The end of your pet’s life and saying goodbye is never an easy subject to talk, or even think, about. However, it is inevitably something that will happen at some point in every pet parent’s life, so there are things that need to be said. After all, educated decisions are best when it comes to such a big decision, and your veterinarian is here to help guide you. Some possible discussions you may have with your vet are: quality of life, finances, and several other end-of-life care factors that may be more specific to your situation.

There are many reasons for making this choice, and you may be left wondering if what you decided was what was best. Know that you are not alone. There are many steps to the grieving process, one of them being guilt. When, or if, you feel this way remember not to berate yourself. Trust and accept that you have made the right decision, or seek help with a counselor who specializes in end-of-life pet care.

An aspect of putting a pet to sleep, that often goes over-looked, is that other pets at home can be affected by the loss as well. Just like with humans, the way our animal companions handle grief can vary. Some signs that a pet is mourning the loss of another are: loss of appetite, restless in their sleep, wandering aimlessly, “quieter” than normal in their communication (or the opposite extreme, being louder than their norm), constant searching for their pet friend, demanding more attention than usual, or no desire to be social. If possible, give your pets the opportunity to say good-bye. It is best to allow the remaining pets to sniff their deceased friend, however this is not always easy for the human, so an alternative is to snip a locket of fur to bring home so they can sniff that instead and begin their own grieving process.
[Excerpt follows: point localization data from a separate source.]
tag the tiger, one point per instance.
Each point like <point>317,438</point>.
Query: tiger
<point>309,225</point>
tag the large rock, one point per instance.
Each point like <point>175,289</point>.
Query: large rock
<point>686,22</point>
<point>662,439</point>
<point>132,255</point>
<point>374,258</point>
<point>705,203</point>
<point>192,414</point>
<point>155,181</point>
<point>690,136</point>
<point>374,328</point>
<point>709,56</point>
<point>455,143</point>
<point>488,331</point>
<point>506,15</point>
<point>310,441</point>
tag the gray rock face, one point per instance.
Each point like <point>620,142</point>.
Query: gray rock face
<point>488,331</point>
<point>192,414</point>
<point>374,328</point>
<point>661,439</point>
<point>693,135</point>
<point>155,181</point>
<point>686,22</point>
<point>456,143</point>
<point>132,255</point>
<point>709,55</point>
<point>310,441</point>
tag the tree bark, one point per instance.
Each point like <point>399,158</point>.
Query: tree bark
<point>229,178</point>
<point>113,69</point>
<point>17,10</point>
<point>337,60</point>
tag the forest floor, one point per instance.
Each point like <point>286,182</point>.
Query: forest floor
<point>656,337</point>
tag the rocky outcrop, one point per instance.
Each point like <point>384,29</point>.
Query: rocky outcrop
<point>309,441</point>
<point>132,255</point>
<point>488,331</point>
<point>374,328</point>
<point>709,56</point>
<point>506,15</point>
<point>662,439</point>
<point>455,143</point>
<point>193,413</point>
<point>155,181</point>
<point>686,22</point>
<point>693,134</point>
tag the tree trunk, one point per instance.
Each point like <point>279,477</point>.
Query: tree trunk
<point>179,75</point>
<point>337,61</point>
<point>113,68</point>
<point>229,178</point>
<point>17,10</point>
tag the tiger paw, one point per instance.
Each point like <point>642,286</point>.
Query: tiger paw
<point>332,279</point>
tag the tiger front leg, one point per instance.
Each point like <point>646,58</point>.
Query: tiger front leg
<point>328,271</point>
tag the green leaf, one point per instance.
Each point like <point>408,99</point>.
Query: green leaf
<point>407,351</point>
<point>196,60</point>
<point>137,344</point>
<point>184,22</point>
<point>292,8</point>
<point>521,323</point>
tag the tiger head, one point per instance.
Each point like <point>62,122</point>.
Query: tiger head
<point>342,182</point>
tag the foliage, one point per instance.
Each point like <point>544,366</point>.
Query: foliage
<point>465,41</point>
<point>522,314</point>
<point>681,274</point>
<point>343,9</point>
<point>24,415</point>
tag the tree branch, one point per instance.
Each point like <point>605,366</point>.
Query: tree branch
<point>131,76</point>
Most importantly remember to keep your routine the same and provide extra care and attention during this time.

When you make your appointment here at The Animal Clinic and come in to put your pet to sleep, there is an important question we will ask you; that is if you plan on having a group or private cremation, or if you will be taking your pet home. Many pet parents are so full of emotions that it makes processing these questions difficult, so it is important to try and think about what you want before coming in. Group cremation is the process of cremating your pet in a group with many other pets. This option does not return your pets remains to you, however it is the cheapest option, apart from taking your pet home. With a group cremation, there are other ways of having something to remember your pet by. For example: you can snip off a lock of fur as mentioned above, or you can request we make a paw print for you here, if you haven’t already done so at home. With private cremation, your pet will be cremated separately from other pets, which means you will be able to pick up the remains. Additionally, many places that cremate pets offer viewings and final goodbyes as an option to assist with closure.

Ultimately, all of us here at The Animal Clinic want what is best for your pet and you. Never feel embarrassed or ashamed to share with us how you feel, as we have been in your shoes and helped many pet parents before you. Your pet will live in your heart forever.